Strage in Cadore, il dolore dei familiari: “Ogni giorno cerchiamo la forza per andare avanti”
La replica della famiglia a seguito delle dichiarazioni della 33enne tedesca Angelika Hutter che ha parlato di guasto tecnico all’origine dell’eccessiva velocità
Si dicono indignati i familiari delle vittime della strage a Santo Stefano di Cadore.
Strage in Cadore, il dolore dei familiari: “Ogni giorno cerchiamo la forza per andare avanti”
“L’eccessiva velocità, determinante per le conseguenze terribili della tragedia, non dipende da fattori terzi, è inaccettabile addurre come alibi un guasto, e l’iniziale disinteresse pesa come un macigno: troppo facile provare rimorso adesso”.

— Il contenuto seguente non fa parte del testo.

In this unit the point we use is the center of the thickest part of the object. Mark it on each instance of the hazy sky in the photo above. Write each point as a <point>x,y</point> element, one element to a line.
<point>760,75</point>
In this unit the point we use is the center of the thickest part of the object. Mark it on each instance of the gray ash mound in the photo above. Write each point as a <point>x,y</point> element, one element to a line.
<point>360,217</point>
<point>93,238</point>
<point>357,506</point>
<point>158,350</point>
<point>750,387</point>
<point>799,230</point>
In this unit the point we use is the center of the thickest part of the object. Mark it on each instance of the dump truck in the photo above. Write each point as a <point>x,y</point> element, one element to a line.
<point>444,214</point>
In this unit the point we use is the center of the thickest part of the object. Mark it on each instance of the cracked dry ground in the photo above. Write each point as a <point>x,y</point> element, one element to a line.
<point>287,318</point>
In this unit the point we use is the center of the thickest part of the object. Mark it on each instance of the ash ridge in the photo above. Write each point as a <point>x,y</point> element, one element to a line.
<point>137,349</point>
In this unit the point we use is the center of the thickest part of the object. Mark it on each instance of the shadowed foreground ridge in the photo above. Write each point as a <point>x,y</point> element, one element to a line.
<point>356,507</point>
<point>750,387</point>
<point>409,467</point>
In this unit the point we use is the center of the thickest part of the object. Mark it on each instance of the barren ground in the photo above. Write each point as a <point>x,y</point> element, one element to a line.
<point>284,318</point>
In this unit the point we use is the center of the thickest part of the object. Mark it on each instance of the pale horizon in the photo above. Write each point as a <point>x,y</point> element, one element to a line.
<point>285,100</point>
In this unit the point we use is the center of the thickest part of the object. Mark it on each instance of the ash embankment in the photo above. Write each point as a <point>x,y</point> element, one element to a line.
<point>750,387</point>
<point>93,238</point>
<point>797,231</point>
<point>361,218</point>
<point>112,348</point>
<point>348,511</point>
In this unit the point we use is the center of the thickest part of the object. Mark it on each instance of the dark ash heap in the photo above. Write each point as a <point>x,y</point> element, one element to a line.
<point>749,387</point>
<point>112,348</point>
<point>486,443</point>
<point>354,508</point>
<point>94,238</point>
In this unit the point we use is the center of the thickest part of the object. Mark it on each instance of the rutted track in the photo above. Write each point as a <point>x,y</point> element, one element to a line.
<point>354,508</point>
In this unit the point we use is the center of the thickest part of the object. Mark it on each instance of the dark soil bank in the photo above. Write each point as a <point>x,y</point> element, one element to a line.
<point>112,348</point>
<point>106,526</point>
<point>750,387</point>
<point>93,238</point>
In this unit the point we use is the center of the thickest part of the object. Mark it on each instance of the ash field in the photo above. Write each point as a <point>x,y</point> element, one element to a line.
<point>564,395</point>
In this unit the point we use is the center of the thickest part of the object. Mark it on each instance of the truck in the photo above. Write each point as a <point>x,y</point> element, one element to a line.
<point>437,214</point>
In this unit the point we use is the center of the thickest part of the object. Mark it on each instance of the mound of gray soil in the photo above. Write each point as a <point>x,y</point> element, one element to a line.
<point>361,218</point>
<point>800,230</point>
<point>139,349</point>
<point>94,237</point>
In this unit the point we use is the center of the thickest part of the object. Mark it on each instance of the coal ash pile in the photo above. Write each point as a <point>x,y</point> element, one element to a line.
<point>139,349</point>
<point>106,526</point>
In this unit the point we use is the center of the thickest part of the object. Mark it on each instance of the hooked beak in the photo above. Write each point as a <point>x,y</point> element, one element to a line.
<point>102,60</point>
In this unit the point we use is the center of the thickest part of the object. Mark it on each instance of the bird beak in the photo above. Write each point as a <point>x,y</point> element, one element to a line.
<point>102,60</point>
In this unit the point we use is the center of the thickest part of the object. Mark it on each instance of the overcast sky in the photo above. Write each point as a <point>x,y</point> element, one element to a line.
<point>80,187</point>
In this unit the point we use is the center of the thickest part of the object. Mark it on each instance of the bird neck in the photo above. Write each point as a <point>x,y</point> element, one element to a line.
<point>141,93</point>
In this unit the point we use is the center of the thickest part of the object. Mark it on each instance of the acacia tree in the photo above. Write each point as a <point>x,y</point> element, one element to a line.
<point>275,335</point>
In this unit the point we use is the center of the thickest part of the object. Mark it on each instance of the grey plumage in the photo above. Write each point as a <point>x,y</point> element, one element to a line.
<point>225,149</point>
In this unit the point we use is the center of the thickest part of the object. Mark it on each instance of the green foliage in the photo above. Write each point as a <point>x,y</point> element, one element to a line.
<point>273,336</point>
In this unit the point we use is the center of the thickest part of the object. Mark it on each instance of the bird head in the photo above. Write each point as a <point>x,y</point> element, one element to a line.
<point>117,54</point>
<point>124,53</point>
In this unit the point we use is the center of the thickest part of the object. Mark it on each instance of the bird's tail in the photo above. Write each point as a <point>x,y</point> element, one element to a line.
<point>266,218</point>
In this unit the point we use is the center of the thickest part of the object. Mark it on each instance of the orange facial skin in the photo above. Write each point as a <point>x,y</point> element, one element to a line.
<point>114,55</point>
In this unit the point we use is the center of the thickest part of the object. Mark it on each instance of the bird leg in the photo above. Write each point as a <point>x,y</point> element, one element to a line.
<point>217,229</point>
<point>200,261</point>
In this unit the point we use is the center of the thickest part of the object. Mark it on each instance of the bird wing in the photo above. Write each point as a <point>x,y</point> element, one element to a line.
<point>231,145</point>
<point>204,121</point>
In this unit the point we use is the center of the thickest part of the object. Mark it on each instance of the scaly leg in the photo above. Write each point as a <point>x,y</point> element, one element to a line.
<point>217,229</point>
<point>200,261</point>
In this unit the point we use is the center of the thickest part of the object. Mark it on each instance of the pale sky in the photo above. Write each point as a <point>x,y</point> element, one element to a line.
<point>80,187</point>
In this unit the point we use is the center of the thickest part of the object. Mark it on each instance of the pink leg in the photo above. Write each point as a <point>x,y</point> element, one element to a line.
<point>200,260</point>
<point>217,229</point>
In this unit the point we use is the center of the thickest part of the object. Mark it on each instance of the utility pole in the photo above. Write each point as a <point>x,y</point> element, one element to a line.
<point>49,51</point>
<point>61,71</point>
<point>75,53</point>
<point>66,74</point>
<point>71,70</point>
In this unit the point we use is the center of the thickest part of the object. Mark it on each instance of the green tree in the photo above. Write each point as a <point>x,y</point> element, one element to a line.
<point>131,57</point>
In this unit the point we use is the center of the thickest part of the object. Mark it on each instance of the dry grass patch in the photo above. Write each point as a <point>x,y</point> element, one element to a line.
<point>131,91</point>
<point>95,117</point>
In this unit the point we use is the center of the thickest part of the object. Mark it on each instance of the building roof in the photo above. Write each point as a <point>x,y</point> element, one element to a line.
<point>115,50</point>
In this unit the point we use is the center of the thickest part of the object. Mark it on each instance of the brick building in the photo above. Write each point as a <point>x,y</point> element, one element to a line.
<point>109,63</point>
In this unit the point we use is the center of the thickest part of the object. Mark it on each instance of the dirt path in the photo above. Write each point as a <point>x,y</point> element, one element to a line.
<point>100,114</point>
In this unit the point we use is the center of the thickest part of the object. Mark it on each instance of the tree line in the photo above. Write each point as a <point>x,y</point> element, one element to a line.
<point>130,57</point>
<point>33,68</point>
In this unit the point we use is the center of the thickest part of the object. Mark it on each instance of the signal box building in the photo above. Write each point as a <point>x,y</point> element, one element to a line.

Finora i familiari del piccolo Mattia Antoniello, del papà Marco e della nonna materna Maria Grazia Zuin, le vittime della strage di Santo Stefano di Cadore, nel Bellunese, hanno preferito non rilasciare dichiarazioni, mantenendo un profilo molto basso, sia per il dolore immenso che provano e che ogni giorno diventa più forte, sia per il massimo rispetto e fiducia nel lavoro della magistratura.
Per loro, però, è stato davvero troppo apprendere che Angelika Hutter - l’automobilista tedesca di 33 anni che guidava l’Audi A3 che il 6 luglio 2023 ha falciato i tre innocenti che camminavano tranquillamente sul marciapiedi – ha ascritto la causa dell’incidente ad un guasto meccanico alla sua vettura.
“Sarà la consulenza tecnica disposta dalla Procura di Belluno ad accertare la fondatezza di questa circostanza - premettono Elena Potente, che in un solo colpo ha perduto il figlioletto, il compagno e la mamma, e Rocco Antoniello, il fratello di Marco - Ma anche ammesso che la macchina abbia avuto un qualche problema tecnico, non c’è il minimo dubbio che la causa principale della tragedia e delle sue proporzioni sia la velocità tenuta dalla Hutter, che andava quasi al doppio del limite vigente in quel tratto di strada, di 50 chilometri all’ora, com’è stato già ampiamente comprovato, e qui la responsabilità è tutta, solo e indiscutibilmente della conducente”.
I familiari si dicono anche quanto meno perplessi, se non offesi, in merito ai presunti sentimenti di pentimento e rimorso che oggi la responsabile della strage afferma di provare in carcere.
“Questi sentimenti contrastano con la condotta tenuta nell’immediatezza dell’incidente dalla donna, che si è letteralmente disinteressata di tutto, chiudendosi nel silenzio, come se nulla fosse accaduto – concludono Elena e Rocco – È troppo facile esprimersi così adesso ed è anche irrispettoso nei confronti di persone come noi che abbiamo perso in un istante così tanti affetti, che ogni giorno dobbiamo cercare la forza per andare avanti e a cui nulla e nessuno potranno restituire l’immensità che c’è stata strappata”.